Community Garden

Embracing Every Identity

Embracing Every Identity
Cathleen Daly

Adoption is not the most important fact about me, but it has been one of the most impactful aspects of my identity journey. 

I was adopted from Zhejiang Province, China at 18 months old by my amazing family – my mom, older brother, two older sisters, and little sister – in New Mexico! 

Growing up, as a Chinese adoptee in my hometown of Rio Rancho, New Mexico meant I was pretty much the only Chinese adoptee in my community. I didn’t feel that I fit in anywhere because I looked different than everyone around me including my own family, and I despised it at the time. That mixed with being extremely shy as a kid made me want so badly to just blend in with the crowd and not do anything to draw attention to myself. It also made me want to have nothing to do with my cultural heritage. 

However, as I entered my teenage years, for the first time my heart actually began to open up to learning more about where I came from. I got curious, and that curiosity led me to discovering Adopteen. My mom had told me about it growing up, but due to my lack of interest in learning about my past, my lack of pursuing the organization any further also waned.  

But in summer 2012, I was finally ready to open that door. I found out Adopteen was hosting a Camp-Conference in Atlanta, Georgia.
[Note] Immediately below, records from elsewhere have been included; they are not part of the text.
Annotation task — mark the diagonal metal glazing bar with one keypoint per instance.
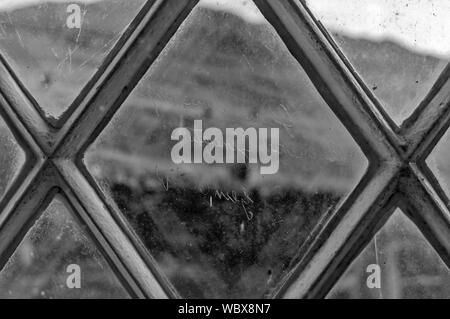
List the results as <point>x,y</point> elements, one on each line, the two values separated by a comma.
<point>335,83</point>
<point>343,239</point>
<point>429,122</point>
<point>130,266</point>
<point>331,253</point>
<point>13,93</point>
<point>427,210</point>
<point>40,191</point>
<point>143,47</point>
<point>123,74</point>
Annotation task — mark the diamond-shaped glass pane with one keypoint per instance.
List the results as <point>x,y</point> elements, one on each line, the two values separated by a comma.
<point>57,259</point>
<point>12,158</point>
<point>55,47</point>
<point>226,229</point>
<point>398,263</point>
<point>439,163</point>
<point>399,47</point>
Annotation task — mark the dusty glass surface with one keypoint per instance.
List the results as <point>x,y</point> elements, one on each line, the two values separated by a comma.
<point>56,46</point>
<point>41,265</point>
<point>399,47</point>
<point>225,230</point>
<point>12,158</point>
<point>409,266</point>
<point>438,162</point>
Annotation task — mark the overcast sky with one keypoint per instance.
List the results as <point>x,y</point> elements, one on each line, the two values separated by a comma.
<point>421,25</point>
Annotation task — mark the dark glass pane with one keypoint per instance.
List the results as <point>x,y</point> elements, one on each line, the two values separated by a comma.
<point>56,46</point>
<point>41,265</point>
<point>399,47</point>
<point>409,267</point>
<point>226,229</point>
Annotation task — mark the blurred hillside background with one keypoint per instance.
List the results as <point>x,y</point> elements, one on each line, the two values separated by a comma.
<point>214,230</point>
The night before registration closed, I, very much on a whim, filled out my registration and bought my plane ticket to Hotlanta! 

I arrived at my first Adopteen event that summer of 2012 with really no idea what I was getting myself into, and I quickly realized it was everything I needed and more. The energy was so open and positive. It was a community where I did feel that I fit in and where I didn’t feel like I had to explain, not even once, the complicated reasons of “Why I am adopted” or “Why I didn’t look like my family.”

Along with the experience, surprisingly a new challenge that I had never been faced with before in understanding my identity emerged; suddenly, I didn’t stand out anymore solely because of how I looked or because I was an international adoptee. I was so used to standing out that fitting in almost felt more foreign to me. However, there was something so special about this community; there was so much acceptance and embracement of everyone’s individual personalities, strengths, and stories that I knew that these were my people…and it didn’t matter what we looked like, it just mattered who we were as people and the connections we made with each other. 

So, I got involved. I attended every Adopteen Camp, Midpoint, Adoptees Giving Back Service Trip, and Committee I could throughout the rest of my high school experience.

In being immersed in this community, I learned how to develop and celebrate my identity beyond just my adoption. I grew in my faith, my relationships, my interests, and later on my professional career. I learned that my identity story was more than just my adoption story.

Now, as an adult adoptee attending programming like Beyond Adopteen and staying connected with the community has been instrumental in building my confidence as both an adoptee and as a person. The community, regardless of the age group and the seasons I am able to be involved in, remains the same: acceptance and celebration are at the core of everyone’s unique story and it has taught me to embrace others in the same way. Today, I am proud to embrace every identity that makes me, me (and all of the future identities I have yet to discover too): A daughter, a sister, a girlfriend, a friend, a cat mom, a young professional, a creative type, and yes of course, a Chinese adoptee who now honors her past and all of the curiosities that come with it.